The journey to report on the Sacred Space/Between the Worlds conference was difficult. What would have taken four hours on the road on a clear day was seven through a late-winter snowstorm on the Eastern seaboard, driving forty miles an hour past at least a dozen vehicles which hadn’t fared very well in those conditions. Journey’s end, however, included welcomes from familiar faces, introductions to local luminaries, and an invitation to lunch with a group of Southern witches who simply wanted to show some hospitality. Those warm gestures led to this question: what role does hospitality play in your tradition? Those who were able to respond created a rich tapestry of perspectives.

[Snip] Archdruid Kirk Thomas of Ár nDraíocht Féin (ADF):

Hospitality is key in ADF Druidry. It is one of our Nine Virtues (the others being Wisdom, Piety, Vision, Courage, Integrity, Perseverance, Moderation, and Fertility). And it embodies one of the basic traits of our religion, reciprocity.

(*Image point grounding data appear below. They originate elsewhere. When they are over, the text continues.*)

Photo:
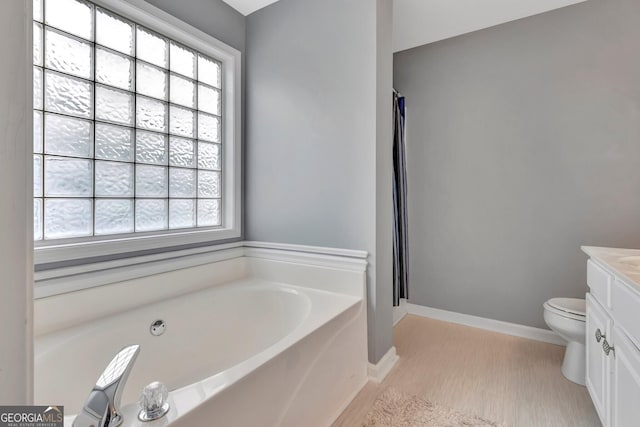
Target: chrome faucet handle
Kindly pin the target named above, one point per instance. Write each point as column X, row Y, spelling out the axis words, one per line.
column 103, row 404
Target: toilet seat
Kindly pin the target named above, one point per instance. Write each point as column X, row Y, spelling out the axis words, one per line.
column 571, row 308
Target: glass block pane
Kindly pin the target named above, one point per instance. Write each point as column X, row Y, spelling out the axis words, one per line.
column 37, row 43
column 183, row 61
column 37, row 10
column 67, row 95
column 209, row 99
column 68, row 54
column 37, row 88
column 151, row 81
column 209, row 71
column 151, row 215
column 68, row 218
column 65, row 177
column 183, row 91
column 114, row 142
column 67, row 136
column 37, row 176
column 37, row 219
column 208, row 156
column 37, row 132
column 182, row 182
column 113, row 69
column 151, row 47
column 114, row 32
column 208, row 127
column 181, row 121
column 209, row 213
column 181, row 152
column 151, row 181
column 208, row 184
column 114, row 179
column 151, row 114
column 114, row 105
column 182, row 213
column 151, row 148
column 72, row 16
column 114, row 216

Hospitality is governed by the obligations of the guest-host relationship.These obligations are a two-way street, where each party owes something to the other. In its simplest form, the host offers a place to stay for a certain amount of time, perhaps food and drink, and entertainment of some kind, even if only good conversation. In return, the guest agrees not to overstay his or her welcome, to respect the inhabitants of the house or office, and to be congenial.

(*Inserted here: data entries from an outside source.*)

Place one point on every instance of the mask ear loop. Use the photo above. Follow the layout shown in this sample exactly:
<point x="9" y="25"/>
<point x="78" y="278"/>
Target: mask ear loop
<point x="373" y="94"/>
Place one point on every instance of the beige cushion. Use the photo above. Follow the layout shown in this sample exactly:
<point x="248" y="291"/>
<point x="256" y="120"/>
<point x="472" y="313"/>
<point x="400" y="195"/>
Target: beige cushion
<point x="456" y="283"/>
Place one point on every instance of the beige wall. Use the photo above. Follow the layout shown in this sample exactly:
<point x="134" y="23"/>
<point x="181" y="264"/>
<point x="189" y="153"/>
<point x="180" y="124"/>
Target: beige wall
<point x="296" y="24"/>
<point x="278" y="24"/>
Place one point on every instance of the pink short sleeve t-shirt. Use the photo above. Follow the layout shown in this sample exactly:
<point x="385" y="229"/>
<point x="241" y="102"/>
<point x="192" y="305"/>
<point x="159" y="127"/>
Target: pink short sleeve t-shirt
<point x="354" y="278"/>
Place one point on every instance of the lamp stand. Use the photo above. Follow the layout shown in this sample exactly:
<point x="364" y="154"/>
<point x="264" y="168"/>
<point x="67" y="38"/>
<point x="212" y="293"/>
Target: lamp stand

In the ancient world, the giving of hospitality was required by the Gods. In the literature of many ancient cultures there are tales of what might happen if hospitality were to be refused — examples include Odysseus and the Cyclops in the Odyssey, the Roman tale of Baucis and Philemon in Ovid’s Metamorphosis, and even the Irish tale of Bres and the Tuatha Dé in the Cath Maige Tuired. In all cases those folks who refused to give good hospitality came to a sticky end.